Ableist thinking, Diversity & Accessible eLearning
My previous blog discussed diversity in the workplace. One way for your workplace to improve diversity is to be inclusive of people who are differently abled. However, being inclusive requires more than hiring people with disabilities.
I read a tumblr post recently that pointed out how many infomercial products are actually designed and produced for disabled people, but need to be marketed to an abled audience to be able to turn enough profit to continue to be produced. To do this, they cast hilariously inept abled people to use the products in their ads.
Notice that disabled people are removed from the narrative of using the products, despite the fact that these products are essential to their independence and wellbeing. The implication of this narrative is that these products must be for incredibly lazy and idiotic people, the assumption being that people are able-bodied. The cultural impact of this is that disability is equated with laziness or stupidity. This is a form of ableism, or discrimination against disabled people. This does not even address the ableism against people with less physically obvious disabilities.
This is all to say that unless you think about the lived experiences of other people, it is very difficult to see your own assumptions about other people’s lives. When their lives differ from yours, things you may take for granted as truth are definitively untrue for other people. Here are 6 other ableist things that continue to make lives harder (intentionally or not,) for people with disability.
The first item on that list is to provide accommodations that for disabilities other than just the physical ones that restrict a person to a wheelchair. This includes things such as ergonomic workspaces, closed captions and transcripts for your training and elearning. Think of AODA compliance in your elearning modules not as a government mandated act, but as a means to make your elearning content more accessible, and your work environment and work culture a better place for all your coworkers and employees.
Here are some tips to help make your elearning better for everyone to use, when building your accessible eLearning module in Articulate Storyline.
Minimize the number of tab-interactable objects on screen. Turn off the tab interactivity of unnecessary objects.
Where possible, keep colour contrasts in mind with regard to the different types of colour blindness that some of your learners might have.

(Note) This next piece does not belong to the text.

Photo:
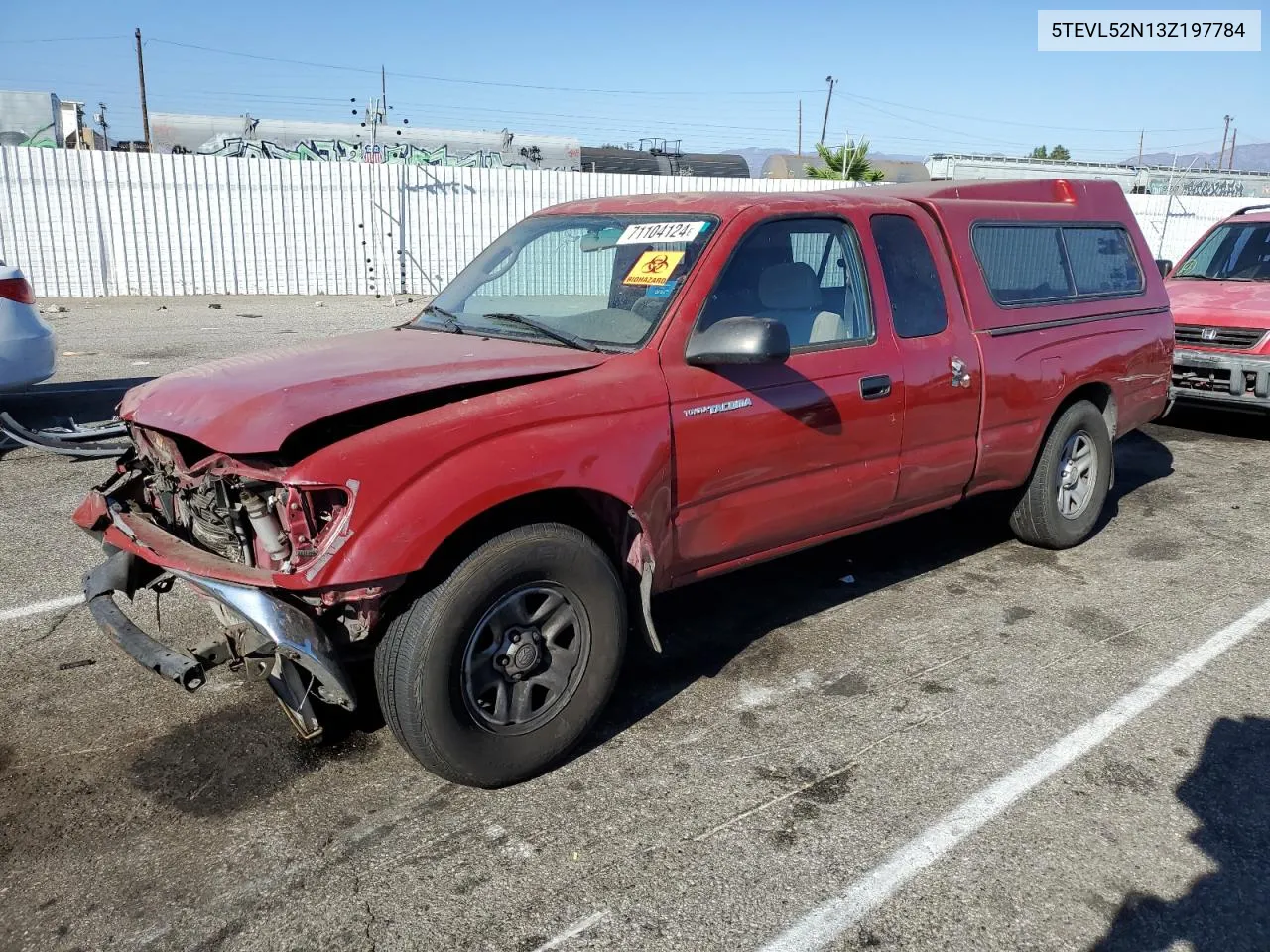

Make alt text to describe images and instructions for selectable objects.
Have closed captions for all audio.
Avoid interactions that require use of the mouse (e.g.: drag and drop activities)
Make sure that navigation is clear. Use ‘select’ instead of ‘click’ for objects to be clicked on. Be descriptive and provide as much detail as possible.
Choose large, easy to read fonts. Sans serif fonts are friendlier for learners with dyslexia.
These are things to keep in mind when creating diversity training and elearning in general for your company.